After importing the seeds data set form UC Irvine Machine Learning Repository the data is then saved in an easy to use variable name. Next the data is cleaned by removing any rows that contain any missing information.

PCA <- prcomp(df1[,1:7], scale = T)
df1 <- cbind(df1, PCA$x[,1:3])

Then the PCA is completed on the data frame with only using one command that employs the function prcomp(). Following that the function cbind() is used to bind the first three principle components as column variables into the data frame.
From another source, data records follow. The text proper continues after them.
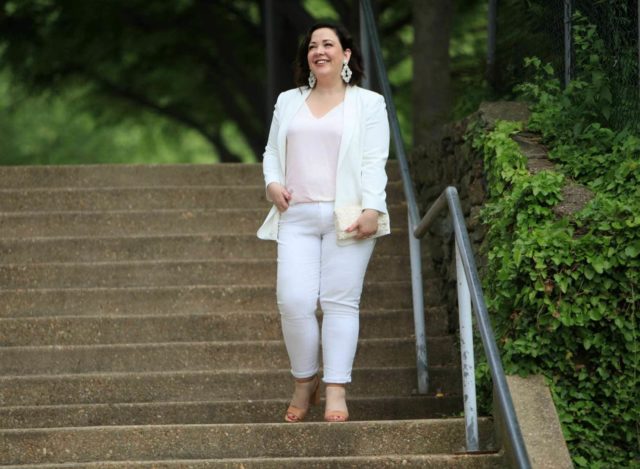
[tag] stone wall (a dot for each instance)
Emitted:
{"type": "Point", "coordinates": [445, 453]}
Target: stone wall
{"type": "Point", "coordinates": [452, 162]}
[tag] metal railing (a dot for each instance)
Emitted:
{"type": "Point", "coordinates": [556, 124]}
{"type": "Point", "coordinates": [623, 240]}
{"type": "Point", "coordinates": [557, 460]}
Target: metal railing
{"type": "Point", "coordinates": [470, 292]}
{"type": "Point", "coordinates": [412, 205]}
{"type": "Point", "coordinates": [469, 287]}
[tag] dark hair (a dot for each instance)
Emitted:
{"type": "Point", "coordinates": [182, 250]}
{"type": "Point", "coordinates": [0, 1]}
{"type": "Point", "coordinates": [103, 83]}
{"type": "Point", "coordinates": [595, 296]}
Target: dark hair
{"type": "Point", "coordinates": [301, 66]}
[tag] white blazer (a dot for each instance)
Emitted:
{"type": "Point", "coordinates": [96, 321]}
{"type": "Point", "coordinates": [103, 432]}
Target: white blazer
{"type": "Point", "coordinates": [364, 148]}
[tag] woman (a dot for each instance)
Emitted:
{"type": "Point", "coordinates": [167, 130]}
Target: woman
{"type": "Point", "coordinates": [326, 152]}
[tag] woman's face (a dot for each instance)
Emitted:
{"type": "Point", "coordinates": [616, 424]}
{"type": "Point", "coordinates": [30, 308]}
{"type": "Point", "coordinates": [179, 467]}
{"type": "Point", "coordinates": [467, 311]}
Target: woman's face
{"type": "Point", "coordinates": [325, 54]}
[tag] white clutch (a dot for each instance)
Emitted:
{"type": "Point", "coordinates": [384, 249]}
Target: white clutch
{"type": "Point", "coordinates": [347, 215]}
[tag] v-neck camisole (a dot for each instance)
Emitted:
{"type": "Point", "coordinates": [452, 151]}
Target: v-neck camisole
{"type": "Point", "coordinates": [313, 144]}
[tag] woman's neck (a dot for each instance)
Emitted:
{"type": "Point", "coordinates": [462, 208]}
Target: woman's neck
{"type": "Point", "coordinates": [328, 89]}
df1 <- rename(df1, Area=V1, Perimeter=V2, Compactness=V3, 
       KernelLength=V4,KernelWidth=V5, Asymmetry=V6, 
       GrooveLenght=V7,Type=V8)
df1$Type[which(df1$Type == 1)] <- 'Type 1'
df1$Type[which(df1$Type == 2)] <- 'Type 2'
df1$Type[which(df1$Type == 3)] <- 'Type 3'
df1$Type <- as.factor(df1$Type)

• The data set variables are renamed in accordance with the attribute information contained on the website
• Variable 8 “V8” now called “Type” shows the three different varieties of wheat seeds used in this data set
• “Type” is set as a factor in order to use it as a defining categorical variable for creating graphs later

- The variance of a sample is defined as \(s^2 = {\frac{1}{n-1} \sum_{i=1}^n (x_i - \overline{x})^2}\) and is a measure of dispersion that shows the spread of a data set
- By this Graph you can see that the majority of the spread of this data (variance) can be explained by just the first two Principle Components

This plot helps to illustrate the power of PCA. Almost 90% of the spread in this data set was in PC1 and PC2. Now with this 2D graph you can see almost all the variation in the data and how nicely the seven variables are able to cluster to define the three types of wheat seeds.
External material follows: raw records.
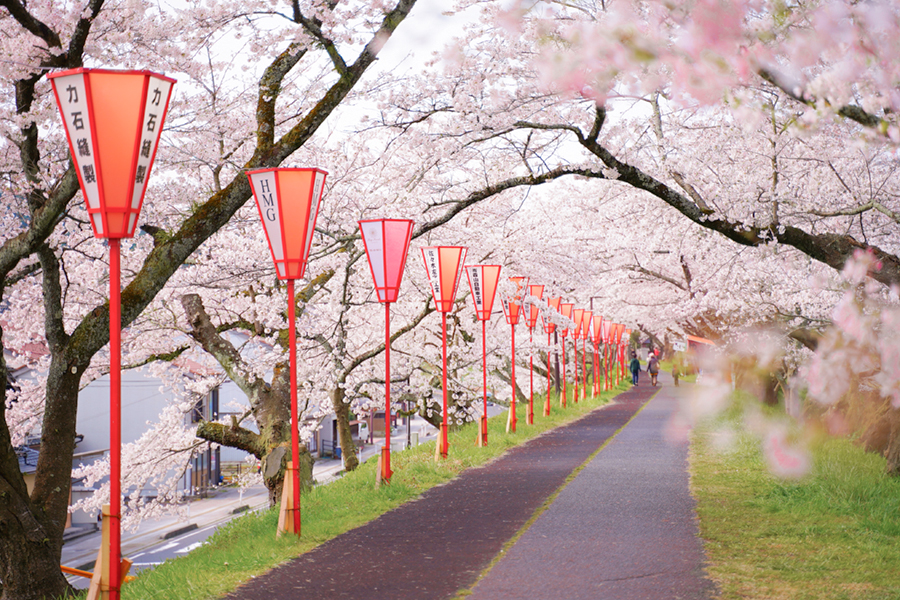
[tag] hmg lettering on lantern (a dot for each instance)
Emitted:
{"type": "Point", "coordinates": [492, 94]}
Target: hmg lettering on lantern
{"type": "Point", "coordinates": [263, 183]}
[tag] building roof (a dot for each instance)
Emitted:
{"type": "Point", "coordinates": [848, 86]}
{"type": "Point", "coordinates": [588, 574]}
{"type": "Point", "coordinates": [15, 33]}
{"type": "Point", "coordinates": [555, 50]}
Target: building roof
{"type": "Point", "coordinates": [27, 459]}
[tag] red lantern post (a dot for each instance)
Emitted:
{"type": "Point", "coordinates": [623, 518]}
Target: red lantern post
{"type": "Point", "coordinates": [288, 202]}
{"type": "Point", "coordinates": [585, 336]}
{"type": "Point", "coordinates": [387, 243]}
{"type": "Point", "coordinates": [512, 308]}
{"type": "Point", "coordinates": [576, 335]}
{"type": "Point", "coordinates": [483, 285]}
{"type": "Point", "coordinates": [608, 328]}
{"type": "Point", "coordinates": [536, 291]}
{"type": "Point", "coordinates": [442, 264]}
{"type": "Point", "coordinates": [113, 120]}
{"type": "Point", "coordinates": [597, 339]}
{"type": "Point", "coordinates": [550, 328]}
{"type": "Point", "coordinates": [566, 311]}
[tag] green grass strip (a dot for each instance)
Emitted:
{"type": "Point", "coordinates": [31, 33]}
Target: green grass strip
{"type": "Point", "coordinates": [247, 547]}
{"type": "Point", "coordinates": [835, 534]}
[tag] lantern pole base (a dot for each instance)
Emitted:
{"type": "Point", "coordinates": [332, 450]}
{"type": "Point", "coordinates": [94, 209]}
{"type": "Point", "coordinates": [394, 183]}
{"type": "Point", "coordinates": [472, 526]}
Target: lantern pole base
{"type": "Point", "coordinates": [100, 581]}
{"type": "Point", "coordinates": [482, 431]}
{"type": "Point", "coordinates": [289, 513]}
{"type": "Point", "coordinates": [440, 449]}
{"type": "Point", "coordinates": [385, 464]}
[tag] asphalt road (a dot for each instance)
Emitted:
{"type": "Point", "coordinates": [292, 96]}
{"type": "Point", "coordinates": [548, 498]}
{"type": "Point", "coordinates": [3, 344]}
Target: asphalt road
{"type": "Point", "coordinates": [439, 545]}
{"type": "Point", "coordinates": [623, 529]}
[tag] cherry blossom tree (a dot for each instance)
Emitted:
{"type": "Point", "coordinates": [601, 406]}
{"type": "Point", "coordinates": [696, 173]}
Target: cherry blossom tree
{"type": "Point", "coordinates": [299, 64]}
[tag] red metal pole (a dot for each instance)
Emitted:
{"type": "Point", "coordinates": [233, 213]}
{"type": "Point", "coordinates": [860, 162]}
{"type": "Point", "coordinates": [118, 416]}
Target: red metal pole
{"type": "Point", "coordinates": [606, 365]}
{"type": "Point", "coordinates": [512, 406]}
{"type": "Point", "coordinates": [547, 405]}
{"type": "Point", "coordinates": [484, 376]}
{"type": "Point", "coordinates": [575, 344]}
{"type": "Point", "coordinates": [444, 443]}
{"type": "Point", "coordinates": [529, 420]}
{"type": "Point", "coordinates": [115, 419]}
{"type": "Point", "coordinates": [584, 367]}
{"type": "Point", "coordinates": [564, 372]}
{"type": "Point", "coordinates": [295, 418]}
{"type": "Point", "coordinates": [386, 451]}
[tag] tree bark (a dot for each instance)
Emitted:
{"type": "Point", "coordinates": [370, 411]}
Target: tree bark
{"type": "Point", "coordinates": [345, 435]}
{"type": "Point", "coordinates": [892, 454]}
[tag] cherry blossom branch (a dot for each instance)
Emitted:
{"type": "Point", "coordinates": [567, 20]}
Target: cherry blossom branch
{"type": "Point", "coordinates": [854, 113]}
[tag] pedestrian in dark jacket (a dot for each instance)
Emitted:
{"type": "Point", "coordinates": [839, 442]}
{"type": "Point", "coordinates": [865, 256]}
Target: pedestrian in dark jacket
{"type": "Point", "coordinates": [653, 369]}
{"type": "Point", "coordinates": [635, 366]}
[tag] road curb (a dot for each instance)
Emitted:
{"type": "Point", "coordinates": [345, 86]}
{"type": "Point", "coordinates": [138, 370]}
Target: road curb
{"type": "Point", "coordinates": [181, 530]}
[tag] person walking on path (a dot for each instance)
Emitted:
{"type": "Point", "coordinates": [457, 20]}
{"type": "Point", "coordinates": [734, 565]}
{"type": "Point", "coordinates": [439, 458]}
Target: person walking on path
{"type": "Point", "coordinates": [653, 369]}
{"type": "Point", "coordinates": [635, 366]}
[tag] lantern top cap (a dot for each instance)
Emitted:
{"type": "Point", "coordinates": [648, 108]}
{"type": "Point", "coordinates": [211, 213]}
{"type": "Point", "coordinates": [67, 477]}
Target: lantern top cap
{"type": "Point", "coordinates": [80, 70]}
{"type": "Point", "coordinates": [307, 169]}
{"type": "Point", "coordinates": [393, 220]}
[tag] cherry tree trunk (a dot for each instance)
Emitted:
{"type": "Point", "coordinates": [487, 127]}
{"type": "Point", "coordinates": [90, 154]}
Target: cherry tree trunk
{"type": "Point", "coordinates": [31, 526]}
{"type": "Point", "coordinates": [345, 435]}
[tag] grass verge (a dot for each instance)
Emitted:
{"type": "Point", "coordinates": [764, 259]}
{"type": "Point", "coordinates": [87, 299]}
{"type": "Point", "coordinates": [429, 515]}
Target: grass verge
{"type": "Point", "coordinates": [247, 547]}
{"type": "Point", "coordinates": [835, 534]}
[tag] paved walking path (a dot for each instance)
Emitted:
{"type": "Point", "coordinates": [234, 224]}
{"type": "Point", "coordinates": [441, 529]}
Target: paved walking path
{"type": "Point", "coordinates": [442, 543]}
{"type": "Point", "coordinates": [624, 528]}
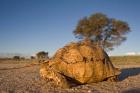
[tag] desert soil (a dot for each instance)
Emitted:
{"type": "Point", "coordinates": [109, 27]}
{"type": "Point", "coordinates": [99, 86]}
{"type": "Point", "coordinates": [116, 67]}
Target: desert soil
{"type": "Point", "coordinates": [27, 80]}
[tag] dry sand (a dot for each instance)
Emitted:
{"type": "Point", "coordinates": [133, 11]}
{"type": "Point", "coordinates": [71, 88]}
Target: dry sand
{"type": "Point", "coordinates": [27, 80]}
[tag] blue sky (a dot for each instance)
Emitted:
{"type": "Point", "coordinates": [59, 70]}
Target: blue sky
{"type": "Point", "coordinates": [29, 26]}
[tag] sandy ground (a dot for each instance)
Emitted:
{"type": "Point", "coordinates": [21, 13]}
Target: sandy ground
{"type": "Point", "coordinates": [27, 80]}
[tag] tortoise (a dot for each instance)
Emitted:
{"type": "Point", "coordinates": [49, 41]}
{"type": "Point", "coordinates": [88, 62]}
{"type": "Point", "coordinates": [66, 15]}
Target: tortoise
{"type": "Point", "coordinates": [81, 63]}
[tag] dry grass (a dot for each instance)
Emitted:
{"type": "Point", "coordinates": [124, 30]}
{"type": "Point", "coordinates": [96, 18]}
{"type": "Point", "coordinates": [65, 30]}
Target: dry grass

Two more different styles of graphs to help visualize the spread/separation and also see where there is some overlap.

- These two graphs again help to show the power of PCA and how the spread is really contained in the first two PC.
- In the first graph now comparing PC1 and PC3 you can see the clustering is still there but it has far more overlap
- In the second graph now comparing PC2 and PC3 the overlap is so much that the data points no longer are defining the different types well.